We (= Nat Butler) played once with the Foveon 3X. It’s a CMOS detector, where they pick the
voltage in 3 levels, translating it to color. get 3 ‘filters’ for the price of one. Kind of messy with
overlap between the responses, a lot of persistence between exposures, weird electronics (data
would wrap at 8bit).
by the way - consumer cameras use ‘bayer filters’ or some other clever arrangement effectively
having 1/3 the resolution they typically claim. Some expensive cameras use dichroic(s) and 2/3
individual CCDs for the RGB channels.
In astronomy we typically either do spectroscopy with a dispersive element, as we will discuss
later on, or imaging, where we use filters to control the wavelength that we measure.
The other flaw of CCDs is that silicon is not a good IR sensor.
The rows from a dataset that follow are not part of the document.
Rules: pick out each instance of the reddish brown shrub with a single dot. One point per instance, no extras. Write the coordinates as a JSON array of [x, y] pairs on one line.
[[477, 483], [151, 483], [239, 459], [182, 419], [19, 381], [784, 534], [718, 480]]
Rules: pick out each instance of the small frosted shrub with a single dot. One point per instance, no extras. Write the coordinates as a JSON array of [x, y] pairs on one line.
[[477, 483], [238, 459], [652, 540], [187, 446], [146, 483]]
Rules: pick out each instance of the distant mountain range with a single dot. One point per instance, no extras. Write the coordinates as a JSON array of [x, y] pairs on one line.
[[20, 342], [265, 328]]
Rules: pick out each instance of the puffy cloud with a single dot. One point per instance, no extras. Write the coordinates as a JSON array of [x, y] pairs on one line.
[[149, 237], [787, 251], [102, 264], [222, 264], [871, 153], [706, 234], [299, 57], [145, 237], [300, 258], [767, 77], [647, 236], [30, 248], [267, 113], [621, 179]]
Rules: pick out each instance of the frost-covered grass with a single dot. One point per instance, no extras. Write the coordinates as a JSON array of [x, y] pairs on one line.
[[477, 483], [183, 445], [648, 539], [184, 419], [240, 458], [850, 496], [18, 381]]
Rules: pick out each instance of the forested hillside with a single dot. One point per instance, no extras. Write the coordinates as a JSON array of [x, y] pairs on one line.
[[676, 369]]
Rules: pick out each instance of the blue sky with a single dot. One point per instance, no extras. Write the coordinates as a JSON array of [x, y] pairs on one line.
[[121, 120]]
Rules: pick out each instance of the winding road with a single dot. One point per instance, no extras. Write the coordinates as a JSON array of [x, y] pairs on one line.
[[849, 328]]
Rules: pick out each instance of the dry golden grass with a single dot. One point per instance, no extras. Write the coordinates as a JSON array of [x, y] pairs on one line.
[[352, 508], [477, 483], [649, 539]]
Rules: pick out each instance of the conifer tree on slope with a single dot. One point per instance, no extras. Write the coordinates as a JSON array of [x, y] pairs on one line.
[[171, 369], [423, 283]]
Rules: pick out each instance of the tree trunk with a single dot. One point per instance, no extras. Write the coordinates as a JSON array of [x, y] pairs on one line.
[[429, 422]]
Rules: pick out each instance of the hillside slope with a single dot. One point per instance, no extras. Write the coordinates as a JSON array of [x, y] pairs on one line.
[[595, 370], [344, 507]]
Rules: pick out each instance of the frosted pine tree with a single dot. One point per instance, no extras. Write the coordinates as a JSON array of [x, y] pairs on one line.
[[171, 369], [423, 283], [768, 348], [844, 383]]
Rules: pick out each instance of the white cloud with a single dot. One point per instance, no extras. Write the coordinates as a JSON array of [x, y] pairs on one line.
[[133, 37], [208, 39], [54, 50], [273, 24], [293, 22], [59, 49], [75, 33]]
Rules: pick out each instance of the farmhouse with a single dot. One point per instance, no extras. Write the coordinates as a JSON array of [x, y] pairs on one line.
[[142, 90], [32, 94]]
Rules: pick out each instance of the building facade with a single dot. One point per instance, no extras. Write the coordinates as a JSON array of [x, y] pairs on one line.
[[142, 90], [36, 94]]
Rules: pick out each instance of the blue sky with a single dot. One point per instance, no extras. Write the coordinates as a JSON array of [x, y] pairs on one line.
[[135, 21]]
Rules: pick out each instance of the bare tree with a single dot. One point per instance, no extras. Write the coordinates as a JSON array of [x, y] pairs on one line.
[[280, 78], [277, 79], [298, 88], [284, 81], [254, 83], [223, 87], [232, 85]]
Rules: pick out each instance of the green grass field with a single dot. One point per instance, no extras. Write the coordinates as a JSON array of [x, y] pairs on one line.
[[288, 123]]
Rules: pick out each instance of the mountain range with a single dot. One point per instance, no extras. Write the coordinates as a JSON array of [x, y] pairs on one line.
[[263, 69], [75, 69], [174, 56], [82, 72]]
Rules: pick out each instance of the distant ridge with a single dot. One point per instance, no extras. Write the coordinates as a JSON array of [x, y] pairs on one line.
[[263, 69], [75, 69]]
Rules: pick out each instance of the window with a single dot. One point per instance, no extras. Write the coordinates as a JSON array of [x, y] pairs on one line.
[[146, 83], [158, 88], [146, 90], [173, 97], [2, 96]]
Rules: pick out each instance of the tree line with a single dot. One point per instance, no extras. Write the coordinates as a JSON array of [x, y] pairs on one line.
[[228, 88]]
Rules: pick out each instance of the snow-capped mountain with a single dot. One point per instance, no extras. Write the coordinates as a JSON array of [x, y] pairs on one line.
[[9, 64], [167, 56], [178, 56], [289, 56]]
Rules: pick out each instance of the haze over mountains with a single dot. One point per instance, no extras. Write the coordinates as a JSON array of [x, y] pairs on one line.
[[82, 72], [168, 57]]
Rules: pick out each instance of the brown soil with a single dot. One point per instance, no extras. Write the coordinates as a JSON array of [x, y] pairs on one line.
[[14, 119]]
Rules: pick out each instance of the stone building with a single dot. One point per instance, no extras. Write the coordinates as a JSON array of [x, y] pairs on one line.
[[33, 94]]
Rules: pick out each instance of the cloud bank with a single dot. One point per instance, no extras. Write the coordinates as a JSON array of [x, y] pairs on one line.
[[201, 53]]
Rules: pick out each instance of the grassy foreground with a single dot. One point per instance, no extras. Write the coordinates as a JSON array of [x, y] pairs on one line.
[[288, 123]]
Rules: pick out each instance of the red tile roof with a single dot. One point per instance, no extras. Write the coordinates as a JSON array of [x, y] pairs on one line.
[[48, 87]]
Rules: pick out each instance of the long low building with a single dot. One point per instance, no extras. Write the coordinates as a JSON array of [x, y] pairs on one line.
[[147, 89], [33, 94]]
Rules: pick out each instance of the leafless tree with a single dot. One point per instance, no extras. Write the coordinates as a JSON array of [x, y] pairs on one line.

At wavelength ~ 1 micron their
QE goes to zero.
So you make an array of gates, just like a CCD, but with other materials, such as InSb, or
HgCdTe, and you “bump-bond” them to an array of readout electronics done in silicon. “bumpbonded direct hybrid array”. This can give you sensitivity at 1-40 micron, depending on the
hybrid used and on the cooling.
QEs can be large, read noise few to few tens of electrons.
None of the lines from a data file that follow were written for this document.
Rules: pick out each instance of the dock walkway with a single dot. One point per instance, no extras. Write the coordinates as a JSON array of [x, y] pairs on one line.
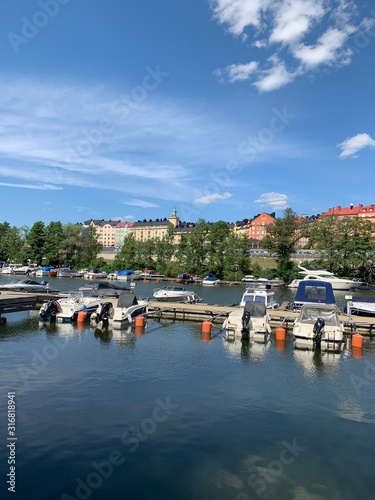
[[18, 301]]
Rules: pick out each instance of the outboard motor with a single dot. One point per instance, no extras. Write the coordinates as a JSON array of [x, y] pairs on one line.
[[104, 314], [49, 310], [318, 332], [246, 316]]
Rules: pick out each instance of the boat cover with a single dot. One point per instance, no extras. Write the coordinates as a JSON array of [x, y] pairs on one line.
[[315, 291], [255, 309], [127, 299]]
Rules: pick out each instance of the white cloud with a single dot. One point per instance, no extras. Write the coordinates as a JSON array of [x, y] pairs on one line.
[[238, 13], [303, 35], [294, 18], [140, 203], [352, 145], [241, 71], [327, 50], [276, 201], [212, 198], [40, 187], [274, 78]]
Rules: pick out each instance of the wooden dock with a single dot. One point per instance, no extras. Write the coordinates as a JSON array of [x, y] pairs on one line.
[[18, 301]]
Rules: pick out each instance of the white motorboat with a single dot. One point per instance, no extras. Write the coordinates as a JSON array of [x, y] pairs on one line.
[[319, 327], [14, 269], [361, 305], [249, 278], [259, 293], [323, 275], [122, 314], [28, 286], [102, 289], [66, 272], [250, 321], [313, 292], [66, 309], [93, 274], [176, 294], [210, 280]]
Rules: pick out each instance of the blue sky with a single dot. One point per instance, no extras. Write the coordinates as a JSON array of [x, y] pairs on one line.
[[113, 109]]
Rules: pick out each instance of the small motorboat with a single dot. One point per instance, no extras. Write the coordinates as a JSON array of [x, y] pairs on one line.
[[324, 275], [250, 321], [318, 327], [102, 289], [66, 309], [313, 292], [28, 286], [210, 280], [259, 293], [176, 294], [66, 272], [128, 307], [93, 274]]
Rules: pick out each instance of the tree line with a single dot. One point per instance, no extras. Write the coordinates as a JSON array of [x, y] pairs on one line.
[[344, 246]]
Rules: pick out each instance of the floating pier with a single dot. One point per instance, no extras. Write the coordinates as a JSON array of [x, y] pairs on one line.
[[216, 314]]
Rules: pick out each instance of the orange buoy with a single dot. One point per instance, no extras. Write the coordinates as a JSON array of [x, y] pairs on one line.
[[280, 344], [81, 316], [139, 321], [357, 352], [357, 340], [206, 326], [280, 333], [139, 330], [206, 336]]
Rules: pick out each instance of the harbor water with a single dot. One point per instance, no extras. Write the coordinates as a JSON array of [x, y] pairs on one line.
[[163, 414]]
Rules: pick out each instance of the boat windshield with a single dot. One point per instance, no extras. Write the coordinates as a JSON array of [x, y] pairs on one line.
[[255, 298], [311, 314]]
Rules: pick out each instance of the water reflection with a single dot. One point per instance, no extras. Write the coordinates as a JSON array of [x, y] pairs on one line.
[[123, 337], [251, 350], [317, 363]]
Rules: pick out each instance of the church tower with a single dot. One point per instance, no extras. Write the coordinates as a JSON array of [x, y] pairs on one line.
[[173, 219]]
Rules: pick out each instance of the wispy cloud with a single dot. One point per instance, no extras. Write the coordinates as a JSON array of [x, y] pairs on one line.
[[297, 36], [276, 201], [140, 203], [352, 145], [212, 198], [56, 136]]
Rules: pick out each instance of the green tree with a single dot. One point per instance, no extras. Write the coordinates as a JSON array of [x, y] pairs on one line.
[[54, 243], [36, 239], [346, 245], [88, 247], [69, 249], [281, 239], [127, 257], [11, 243]]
at farther IR, above 40micron the dearth of development is likely due to a lack of military
interest. Technology is different. Read about Herschel.
While CMOS detectors do not necessarily need a shutter since it can be purely electronic, a
CCD, like film photography, needs a mechanical shutter. Needs to be fast, precise, and robust.
Operate thousands of times without breaking.
Also, a traditional ‘diaphragm’ shutter will cause uneven illumination that will depend on the ratio
of the shutter speed to the exposure time.